I can’t help but laugh at this article, which takes the position that Taming of the Shrew is conclusive evidence for Shakespeare’s personal hatred of all women. This one play, out of some 38 or so, proves beyond a shadow of a doubt that Shakespeare’s goal in life was subjugation and inhuman treatment of women. After all, aren’t all his women examples of this? Lady Macbeth, Gertrude. There, that must prove it.
I really want to leave a comment but I can’t decide whether it would be worth it. The icing on the cake is when the author invokes the ghost of fictional Anne Wetly, arguing that Shakespeare clearly loved her but was stuck marrying Anne Hathaway instead, and thus forever had a hatred of women that he vented in his plays. Which would be a valid point, except for that whole “she didn’t really exist” thing.

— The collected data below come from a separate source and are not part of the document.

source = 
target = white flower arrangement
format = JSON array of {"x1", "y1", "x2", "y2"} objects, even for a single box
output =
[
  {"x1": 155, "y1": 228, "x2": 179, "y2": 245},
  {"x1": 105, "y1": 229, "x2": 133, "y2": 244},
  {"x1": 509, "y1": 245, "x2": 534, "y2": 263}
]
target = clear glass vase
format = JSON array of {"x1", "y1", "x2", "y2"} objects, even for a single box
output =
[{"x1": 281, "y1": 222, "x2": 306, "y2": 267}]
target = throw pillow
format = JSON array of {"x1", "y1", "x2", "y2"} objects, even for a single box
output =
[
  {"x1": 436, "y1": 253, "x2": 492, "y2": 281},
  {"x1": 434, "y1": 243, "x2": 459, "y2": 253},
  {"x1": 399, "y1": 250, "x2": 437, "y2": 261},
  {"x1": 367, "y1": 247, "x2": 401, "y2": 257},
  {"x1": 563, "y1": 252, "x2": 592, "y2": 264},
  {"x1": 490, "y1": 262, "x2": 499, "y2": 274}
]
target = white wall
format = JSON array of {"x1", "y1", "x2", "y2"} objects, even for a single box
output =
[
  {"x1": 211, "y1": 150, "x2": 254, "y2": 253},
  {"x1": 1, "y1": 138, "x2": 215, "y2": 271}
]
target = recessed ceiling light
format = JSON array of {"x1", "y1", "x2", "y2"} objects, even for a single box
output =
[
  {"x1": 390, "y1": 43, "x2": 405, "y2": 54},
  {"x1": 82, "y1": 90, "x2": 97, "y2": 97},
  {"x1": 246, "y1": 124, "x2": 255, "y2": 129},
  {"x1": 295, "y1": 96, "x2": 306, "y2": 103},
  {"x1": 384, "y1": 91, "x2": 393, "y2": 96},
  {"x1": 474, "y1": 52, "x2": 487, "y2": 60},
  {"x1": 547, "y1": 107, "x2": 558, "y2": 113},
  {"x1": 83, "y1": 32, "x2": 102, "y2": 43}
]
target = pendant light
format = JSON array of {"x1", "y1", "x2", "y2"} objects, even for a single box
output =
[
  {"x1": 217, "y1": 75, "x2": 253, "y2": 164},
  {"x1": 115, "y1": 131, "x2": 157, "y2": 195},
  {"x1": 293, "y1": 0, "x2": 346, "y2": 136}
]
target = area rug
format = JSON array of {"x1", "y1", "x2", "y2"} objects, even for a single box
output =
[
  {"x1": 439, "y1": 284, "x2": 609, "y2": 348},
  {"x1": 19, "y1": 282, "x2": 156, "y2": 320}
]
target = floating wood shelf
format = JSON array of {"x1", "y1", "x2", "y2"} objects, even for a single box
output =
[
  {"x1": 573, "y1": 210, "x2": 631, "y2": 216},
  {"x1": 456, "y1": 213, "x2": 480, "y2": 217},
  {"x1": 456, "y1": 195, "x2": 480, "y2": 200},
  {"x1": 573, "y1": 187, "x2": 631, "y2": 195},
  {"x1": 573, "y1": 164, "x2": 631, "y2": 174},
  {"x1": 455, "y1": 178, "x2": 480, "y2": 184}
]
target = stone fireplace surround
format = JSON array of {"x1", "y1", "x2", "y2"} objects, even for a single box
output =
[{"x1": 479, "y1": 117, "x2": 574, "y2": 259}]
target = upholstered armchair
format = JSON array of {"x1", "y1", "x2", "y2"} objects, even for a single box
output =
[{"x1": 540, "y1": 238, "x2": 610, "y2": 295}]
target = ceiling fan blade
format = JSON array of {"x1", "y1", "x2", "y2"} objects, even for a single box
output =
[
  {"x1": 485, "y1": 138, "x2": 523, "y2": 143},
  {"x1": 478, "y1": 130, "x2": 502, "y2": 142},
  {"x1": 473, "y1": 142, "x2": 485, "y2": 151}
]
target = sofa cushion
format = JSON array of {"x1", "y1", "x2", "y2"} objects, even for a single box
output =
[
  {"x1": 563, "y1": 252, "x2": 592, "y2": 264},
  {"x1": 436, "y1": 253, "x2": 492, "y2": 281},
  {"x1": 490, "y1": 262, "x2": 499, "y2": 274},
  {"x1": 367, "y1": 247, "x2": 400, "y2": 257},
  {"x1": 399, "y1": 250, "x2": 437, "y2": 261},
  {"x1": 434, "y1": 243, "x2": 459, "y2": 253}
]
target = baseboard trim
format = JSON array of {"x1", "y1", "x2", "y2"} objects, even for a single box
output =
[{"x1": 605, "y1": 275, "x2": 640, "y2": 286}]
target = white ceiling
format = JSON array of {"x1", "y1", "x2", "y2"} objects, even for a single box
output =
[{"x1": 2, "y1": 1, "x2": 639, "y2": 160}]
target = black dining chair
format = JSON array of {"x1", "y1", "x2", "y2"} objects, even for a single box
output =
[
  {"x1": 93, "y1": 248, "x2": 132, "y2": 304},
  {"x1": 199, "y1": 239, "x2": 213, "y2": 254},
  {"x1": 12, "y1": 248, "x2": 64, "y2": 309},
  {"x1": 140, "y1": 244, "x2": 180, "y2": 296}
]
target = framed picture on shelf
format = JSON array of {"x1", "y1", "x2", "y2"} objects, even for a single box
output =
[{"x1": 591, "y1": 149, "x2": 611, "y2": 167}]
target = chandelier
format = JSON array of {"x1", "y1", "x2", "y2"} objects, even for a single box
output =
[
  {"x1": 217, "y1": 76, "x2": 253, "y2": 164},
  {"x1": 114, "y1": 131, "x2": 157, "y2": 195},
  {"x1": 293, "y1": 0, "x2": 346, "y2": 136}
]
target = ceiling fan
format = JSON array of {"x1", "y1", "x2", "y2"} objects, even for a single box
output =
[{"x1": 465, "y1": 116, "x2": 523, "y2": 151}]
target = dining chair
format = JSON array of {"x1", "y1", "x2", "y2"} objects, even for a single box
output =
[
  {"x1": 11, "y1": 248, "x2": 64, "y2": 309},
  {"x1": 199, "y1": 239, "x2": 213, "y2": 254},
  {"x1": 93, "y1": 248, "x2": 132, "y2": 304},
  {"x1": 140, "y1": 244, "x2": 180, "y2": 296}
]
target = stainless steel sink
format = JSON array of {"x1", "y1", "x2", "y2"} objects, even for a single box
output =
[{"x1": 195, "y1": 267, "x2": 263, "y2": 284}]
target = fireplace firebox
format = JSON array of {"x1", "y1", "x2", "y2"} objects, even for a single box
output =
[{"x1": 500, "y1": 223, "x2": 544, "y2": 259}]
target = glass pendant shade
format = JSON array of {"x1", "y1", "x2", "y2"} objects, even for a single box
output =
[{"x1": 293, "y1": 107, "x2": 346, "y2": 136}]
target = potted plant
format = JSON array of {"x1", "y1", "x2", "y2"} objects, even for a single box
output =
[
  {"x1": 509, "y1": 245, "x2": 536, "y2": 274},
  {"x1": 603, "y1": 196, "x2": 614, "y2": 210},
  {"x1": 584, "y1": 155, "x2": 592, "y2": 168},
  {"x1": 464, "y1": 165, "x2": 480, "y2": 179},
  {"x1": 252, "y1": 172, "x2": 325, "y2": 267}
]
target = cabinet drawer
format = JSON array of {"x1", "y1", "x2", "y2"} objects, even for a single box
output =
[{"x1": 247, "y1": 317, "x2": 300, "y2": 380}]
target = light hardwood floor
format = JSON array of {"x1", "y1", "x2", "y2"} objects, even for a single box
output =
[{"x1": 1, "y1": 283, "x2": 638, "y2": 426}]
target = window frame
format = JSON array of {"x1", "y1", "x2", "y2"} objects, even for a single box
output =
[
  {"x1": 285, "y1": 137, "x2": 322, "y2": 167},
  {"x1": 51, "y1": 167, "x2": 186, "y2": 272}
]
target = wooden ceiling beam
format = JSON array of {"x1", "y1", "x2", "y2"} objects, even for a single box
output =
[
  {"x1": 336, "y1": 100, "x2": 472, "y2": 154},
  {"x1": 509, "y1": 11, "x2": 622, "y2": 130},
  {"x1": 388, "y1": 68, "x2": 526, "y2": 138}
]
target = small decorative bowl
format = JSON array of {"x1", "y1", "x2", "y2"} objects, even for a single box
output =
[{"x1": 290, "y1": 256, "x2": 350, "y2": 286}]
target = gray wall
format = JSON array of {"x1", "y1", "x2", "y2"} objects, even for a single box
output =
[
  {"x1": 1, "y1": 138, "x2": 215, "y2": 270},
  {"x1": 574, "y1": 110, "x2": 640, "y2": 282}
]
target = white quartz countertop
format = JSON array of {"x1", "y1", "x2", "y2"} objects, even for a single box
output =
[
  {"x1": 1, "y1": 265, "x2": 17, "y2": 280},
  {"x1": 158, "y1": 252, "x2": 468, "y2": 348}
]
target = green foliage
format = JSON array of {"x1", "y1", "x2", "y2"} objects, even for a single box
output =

Personally I don’t love Shrew. It’s little more than slapstick to me. I really have no interest in debating the “wink” moment in the final scene, and what it really means. But I don’t know how you meaningfully write a piece that on the one hand points to Katherine as a poor weak creature cowering under her husband’s hand, while at the same time using Lady Macbeth as an example of the same point? Lady M clearly wears the pants in her family. Apparently the author’s point is that Shakespeare thinks that men want to … dominate women, be dominated by them, or, re: Gertrude, marry them. Yes, that makes a very consistent and logical point? I suppose perhaps we could take all the girls who dress up as boys and use that as evidence that Shakespeare was into transgender, too? And all the ones that kill themselves as evidence that Shakespeare wants all women dead?
It’ll make you laugh, if it doesn’t make you tear your hair out. Articles like this make you realize where the stereotype of feminists as man-haters comes from.